À trois jours de l’investiture du président élu, Romuald Wadagni, le protocole de la cérémonie se précise autour d’un rendez-vous qui marquera une nouvelle page de l’histoire politique du Bénin. Prévue pour le dimanche 24 mai 2026, la cérémonie de passation de charges entre le président sortant, Patrice Talon, et son successeur devrait réunir près de 6 000 invités.
Sobre dans son format, mais forte en symboles, cette investiture se déroulera en deux principales étapes, selon le communiqué officiel. Le premier acte aura lieu au Palais de la Marina. Patrice Talon y arrivera en premier avant d’adresser un bref message à la Nation. Quelques minutes plus tard, il accueillera Romuald Wadagni pour un entretien en tête-à-tête annoncé d’une quinzaine de minutes. Cet échange sera chargé de symboles, et marquera surtout les derniers instants de Patrice Talon en tant que chef de l’État au Palais de la Marina. Après avoir salué ses proches collaborateurs, le président sortant quittera officiellement les lieux, laissant place à son successeur.
Ensuite, le ministre de l’Économie et des Finances, qui s’apprête à accéder à la magistrature suprême, Romuald Wadagni prendra possession de ses nouveaux bureaux avant de rejoindre le Palais des Congrès de Cotonou pour la seconde phase de la cérémonie. C’est à cet instant que se déroulera l’audience solennelle de la Cour constitutionnelle. Face aux sages, le nouveau président prêtera serment conformément aux textes de la République. À cet instant, Romuald Wadagni deviendra officiellement président de la République du Bénin.
Dans la foulée, il recevra le Grand Collier de Grand Maître des Ordres nationaux, avant l’allégeance du chef d’état-major général des Forces armées béninoises, en sa qualité de chef suprême des armées. Moment très attendu, le premier discours officiel du président devrait donner les grandes orientations de son mandat et fixer le ton de cette nouvelle ère politique. Un adage semble se confirmer : qui commence bien termine bien. La cérémonie prendra fin avec un banquet officiel prévu à la présidence de la République à partir de 13 heures.
L’absence des chefs d’État étrangers en question !
Par ailleurs, l’un des points d’ombre de cette cérémonie reste la grande absence des chefs d’État étrangers.
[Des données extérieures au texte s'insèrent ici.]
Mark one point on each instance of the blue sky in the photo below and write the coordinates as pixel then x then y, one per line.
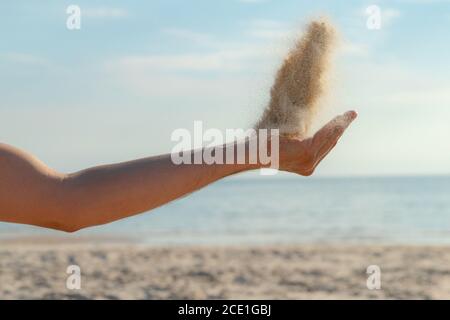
pixel 137 70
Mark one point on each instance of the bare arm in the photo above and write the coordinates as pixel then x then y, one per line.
pixel 32 193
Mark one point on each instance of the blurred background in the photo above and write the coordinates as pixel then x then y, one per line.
pixel 135 71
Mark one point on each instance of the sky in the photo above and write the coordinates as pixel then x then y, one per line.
pixel 135 71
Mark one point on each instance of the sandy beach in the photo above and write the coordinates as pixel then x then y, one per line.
pixel 38 271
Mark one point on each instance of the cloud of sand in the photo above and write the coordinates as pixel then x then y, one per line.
pixel 300 82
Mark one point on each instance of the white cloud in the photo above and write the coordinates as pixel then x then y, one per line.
pixel 389 14
pixel 103 12
pixel 252 1
pixel 268 29
pixel 191 36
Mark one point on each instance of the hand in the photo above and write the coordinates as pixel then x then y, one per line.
pixel 303 156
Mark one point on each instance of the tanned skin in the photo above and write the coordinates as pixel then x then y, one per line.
pixel 32 193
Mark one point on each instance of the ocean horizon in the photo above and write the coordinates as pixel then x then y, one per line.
pixel 288 210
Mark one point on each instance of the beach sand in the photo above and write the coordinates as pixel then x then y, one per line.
pixel 37 270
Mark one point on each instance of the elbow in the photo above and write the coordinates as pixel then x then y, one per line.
pixel 68 213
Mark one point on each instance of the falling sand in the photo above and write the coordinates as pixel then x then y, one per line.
pixel 300 82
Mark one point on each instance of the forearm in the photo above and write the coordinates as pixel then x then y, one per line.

Comme lors des précédentes investitures présidentielles, notamment celle du président sortant Patrice Talon en 2016, aucun chef d’État étranger n’est annoncé pour la cérémonie du 24 mai. À défaut, plusieurs délégations étrangères sont néanmoins attendues, à savoir celles du Nigeria, de la Côte d’Ivoire, du Ghana et de la France.
En rappel, cette option renvoie d’ailleurs à l’investiture de Patrice Talon en 2016, organisée dans un format relativement sobre, sans la présence de chefs d’État étrangers.
Toutefois, le contraste reste frappant avec l’investiture de l’ancien président Dr Thomas Boni Yayi en 2011 à Porto-Novo. À l’époque, plusieurs chefs d’État africains avaient effectué le déplacement pour rehausser l’éclat de la cérémonie. Parmi eux figuraient notamment les présidents gabonais Ali Bongo Ondimba, congolais Denis Sassou N’Guesso, sénégalais Abdoulaye Wade, togolais Faure Gnassingbé, centrafricain François Bozizé, tchadien Idriss Déby Itno et burkinabè Blaise Compaoré. Le ministre français de la Coopération, Henri de Raincourt, ainsi qu’une délégation du groupe Bolloré avaient également pris part à l’événement.
De ce que l’on peut comprendre, pour cette transmission de pouvoir, les autorités béninoises semblent avoir privilégié une cérémonie plus institutionnelle, recentrée sur la transition républicaine et la solennité du moment. Tout compte fait, ce dimanche, au Palais des Congrès de Cotonou, la capitale vivra une journée historique, marquée par la transmission officielle du pouvoir et l’ouverture d’un nouveau chapitre politique pour le Bénin, sous le regard attentif de la nation et de sa diaspora.